Take Two: The numbers on our house
It’s early morning on the 1st of June. I just took down the number 4304 from my porch, representing the dead US soldiers from our Iraq war; the numbers that have driven Keith Hutcheson to anger in his May 29 letter to the editor of the Chronicle. With that memory fresh, I am turning directly to the keyboard because I want to stay focused on why the numbers went up and why they are coming down instead of wandering off into a debate about the war in Iraq, whether it made us more or less safe, whether the American people were lied to or whether the government was simply mistaken. Today I only want to address Mr. Hutcheson’s question, “How dare I use the deaths of our warriors as a statement?”
The numbers went up because in the spring of 2007 I was driving through North Carolina when I saw a similar display on a porch there. I knocked on the door and talked to the lady who answered. She had put the numbers up because the son of a friend had been killed in Iraq, one of the 5 soldiers we were losing every day, and instead of honoring his return as a dead hero, she felt he was being treated by the government as an embarrassment best rendered invisible. Their bodies were returned in the night and their planeside honoring, so familiar from our previous wars, was closed to the press.

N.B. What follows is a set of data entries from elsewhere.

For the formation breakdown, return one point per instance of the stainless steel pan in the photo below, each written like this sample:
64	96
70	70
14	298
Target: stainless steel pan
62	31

I thought about this. At the same time that the human costs were being hidden, the financial costs were also being rendered invisible by hiding them off the budget. This was a war the government was trying to make us ignore because, as Mr. Hutcheson puts it in a great understatement, it wasn’t going according to plan. So the numbers went up for two reasons to honor the sacrifice of our warriors, and to stimulate debate about the costs and benefits of Iraq. They came down because the Iraq War is both winding down and under active debate. On the other hand, the American people need to demand sense of President Obama as much as of President Bush. I’d better keep the numbers in the garage.
Partisan politics views events as a sporting contest between two teams, a game of insults, cheap shots, and cheerleading. Too often, those are politics Washington-style. The numbers on my porch had nothing to do with that, but with our responsibility as citizens in a democracy, to say awake and engaged, to demand the truth, and to the degree we can, to do this while remaining civil and respectful of our fellow citizens.